Effects of nitrogen deposition on soil nitrogen fractions and enzyme activities in wet meadow of the Qinghai-Tibet Plateau

Abstract

Soil nitrogen (N) transformation is an essential portion of the N cycle in wetland ecosystems, governing the retention status of soil N by controlling the effective soil N content. N deposition produced by human activities changes the physical characteristics of soil, affecting N fractions and enzyme activities. To characterize these influences, three different N addition levels (N5, 5 g/m2; N10, 10 g/m2; N15, 15 g/m2) were established using a wet meadow on the Qinghai-Tibet Plateau (QTP) as a control treatment (0 g/m2). We investigated the features of soil physical property alterations, N fractions contents, and enzyme activities under N addition conditions throughout the peak plant growth season. Our findings indicated that N addition significantly enhanced soil aeration, porosity, total nitrogen (TN), ammonium nitrogen (NH4+), nitrate nitrogen (NO3−) content, and urease activity. At the same time, it decreased soil dissolved organic nitrogen (DON) content and bulk density (BD).
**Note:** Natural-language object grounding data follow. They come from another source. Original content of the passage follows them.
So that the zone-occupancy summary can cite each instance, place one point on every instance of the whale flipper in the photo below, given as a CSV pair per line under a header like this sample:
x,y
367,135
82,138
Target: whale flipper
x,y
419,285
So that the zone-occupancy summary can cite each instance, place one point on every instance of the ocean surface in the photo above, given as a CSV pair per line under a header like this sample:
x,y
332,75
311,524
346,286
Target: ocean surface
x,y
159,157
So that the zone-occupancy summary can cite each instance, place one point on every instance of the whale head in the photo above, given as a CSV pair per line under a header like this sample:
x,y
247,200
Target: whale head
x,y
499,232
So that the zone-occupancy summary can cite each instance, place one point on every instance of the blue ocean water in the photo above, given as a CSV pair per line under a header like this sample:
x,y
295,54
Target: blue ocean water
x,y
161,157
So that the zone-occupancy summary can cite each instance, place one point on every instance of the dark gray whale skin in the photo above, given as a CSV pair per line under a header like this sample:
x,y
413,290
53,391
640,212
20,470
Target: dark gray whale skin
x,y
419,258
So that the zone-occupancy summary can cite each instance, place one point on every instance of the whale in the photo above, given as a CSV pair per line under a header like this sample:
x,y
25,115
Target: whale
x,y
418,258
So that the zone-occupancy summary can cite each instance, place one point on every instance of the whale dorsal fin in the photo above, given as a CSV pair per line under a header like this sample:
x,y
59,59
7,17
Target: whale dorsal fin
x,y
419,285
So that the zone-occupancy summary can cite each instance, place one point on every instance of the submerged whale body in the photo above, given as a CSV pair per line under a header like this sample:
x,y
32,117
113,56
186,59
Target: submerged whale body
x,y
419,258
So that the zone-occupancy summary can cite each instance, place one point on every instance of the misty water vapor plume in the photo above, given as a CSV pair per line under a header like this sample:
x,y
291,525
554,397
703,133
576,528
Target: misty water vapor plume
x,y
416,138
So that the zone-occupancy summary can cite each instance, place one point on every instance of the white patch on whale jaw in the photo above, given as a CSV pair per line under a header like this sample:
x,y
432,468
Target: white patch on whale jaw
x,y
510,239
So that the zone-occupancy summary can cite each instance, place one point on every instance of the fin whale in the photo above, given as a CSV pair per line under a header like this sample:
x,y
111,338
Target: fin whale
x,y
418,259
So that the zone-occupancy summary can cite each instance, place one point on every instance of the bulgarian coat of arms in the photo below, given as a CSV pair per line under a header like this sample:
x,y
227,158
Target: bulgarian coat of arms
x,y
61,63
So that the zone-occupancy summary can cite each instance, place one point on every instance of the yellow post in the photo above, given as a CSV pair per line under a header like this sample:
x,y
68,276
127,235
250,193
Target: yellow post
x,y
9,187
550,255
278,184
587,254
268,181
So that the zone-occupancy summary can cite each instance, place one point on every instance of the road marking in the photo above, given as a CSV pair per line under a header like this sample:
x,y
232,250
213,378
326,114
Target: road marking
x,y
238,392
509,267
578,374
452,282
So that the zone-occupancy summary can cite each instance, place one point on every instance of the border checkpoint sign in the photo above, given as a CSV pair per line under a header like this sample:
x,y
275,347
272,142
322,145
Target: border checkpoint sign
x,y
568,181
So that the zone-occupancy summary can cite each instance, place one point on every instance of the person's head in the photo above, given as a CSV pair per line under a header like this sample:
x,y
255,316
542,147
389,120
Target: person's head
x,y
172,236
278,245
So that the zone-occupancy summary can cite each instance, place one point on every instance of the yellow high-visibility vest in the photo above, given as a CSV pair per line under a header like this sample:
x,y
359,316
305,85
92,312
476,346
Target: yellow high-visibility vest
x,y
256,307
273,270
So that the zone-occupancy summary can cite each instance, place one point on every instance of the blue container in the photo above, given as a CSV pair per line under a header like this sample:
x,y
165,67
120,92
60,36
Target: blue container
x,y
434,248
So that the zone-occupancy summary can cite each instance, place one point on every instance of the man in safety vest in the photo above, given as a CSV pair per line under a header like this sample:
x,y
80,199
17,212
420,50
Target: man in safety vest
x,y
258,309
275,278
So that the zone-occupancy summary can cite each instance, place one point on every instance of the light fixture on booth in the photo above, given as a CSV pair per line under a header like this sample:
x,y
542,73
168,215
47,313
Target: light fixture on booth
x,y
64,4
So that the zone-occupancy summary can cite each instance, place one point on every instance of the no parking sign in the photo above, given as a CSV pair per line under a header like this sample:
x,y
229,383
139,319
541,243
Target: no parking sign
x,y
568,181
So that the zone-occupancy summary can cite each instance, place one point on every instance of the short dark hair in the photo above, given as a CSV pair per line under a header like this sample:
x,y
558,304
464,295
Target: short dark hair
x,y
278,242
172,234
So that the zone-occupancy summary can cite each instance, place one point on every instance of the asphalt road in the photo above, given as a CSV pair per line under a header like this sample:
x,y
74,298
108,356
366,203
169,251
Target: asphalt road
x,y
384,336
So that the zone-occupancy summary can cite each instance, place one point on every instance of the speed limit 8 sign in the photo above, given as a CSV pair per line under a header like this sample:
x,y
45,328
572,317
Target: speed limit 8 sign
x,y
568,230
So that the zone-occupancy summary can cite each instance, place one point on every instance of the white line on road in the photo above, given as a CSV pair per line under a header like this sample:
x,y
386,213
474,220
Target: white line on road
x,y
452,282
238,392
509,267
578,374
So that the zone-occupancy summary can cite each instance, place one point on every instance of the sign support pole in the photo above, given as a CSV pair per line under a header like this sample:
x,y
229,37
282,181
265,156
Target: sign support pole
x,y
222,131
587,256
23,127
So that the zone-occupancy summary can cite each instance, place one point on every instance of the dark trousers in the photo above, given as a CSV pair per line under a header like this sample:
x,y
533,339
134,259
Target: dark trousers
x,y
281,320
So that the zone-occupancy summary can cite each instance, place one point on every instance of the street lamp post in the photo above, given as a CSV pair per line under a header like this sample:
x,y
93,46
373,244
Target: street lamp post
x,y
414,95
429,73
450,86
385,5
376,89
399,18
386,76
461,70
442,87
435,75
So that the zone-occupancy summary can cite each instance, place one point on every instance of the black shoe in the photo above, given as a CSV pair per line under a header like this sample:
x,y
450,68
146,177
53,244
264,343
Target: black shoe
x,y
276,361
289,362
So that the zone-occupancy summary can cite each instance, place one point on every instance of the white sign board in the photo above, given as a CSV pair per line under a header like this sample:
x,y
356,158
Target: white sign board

Additionally, N addition treatment exerted a significant seasonal impact on soil nitrogen component content. The nitrogen component content within the surface soil (0–10 cm) under four treatments is more sensitive to N addition, whereas the nitrogen component in the deep soil is relatively stable. Principal component analysis demonstrated that soil aeration and porosity were the primary factors affecting soil N fractions and enzyme activities. The findings suggested that lower levels of N addition promoted the transformation process of soil N pools in wet meadows and exacerbated the loss of N in wetland ecosystems. Our findings indicate that sustained increases in N deposition will accelerate soil microbial N cycling, potentially overcoming N limitation in alpine wetland ecosystems and exacerbating the risk of N loss and greenhouse gas emissions from alpine wetland surface soils.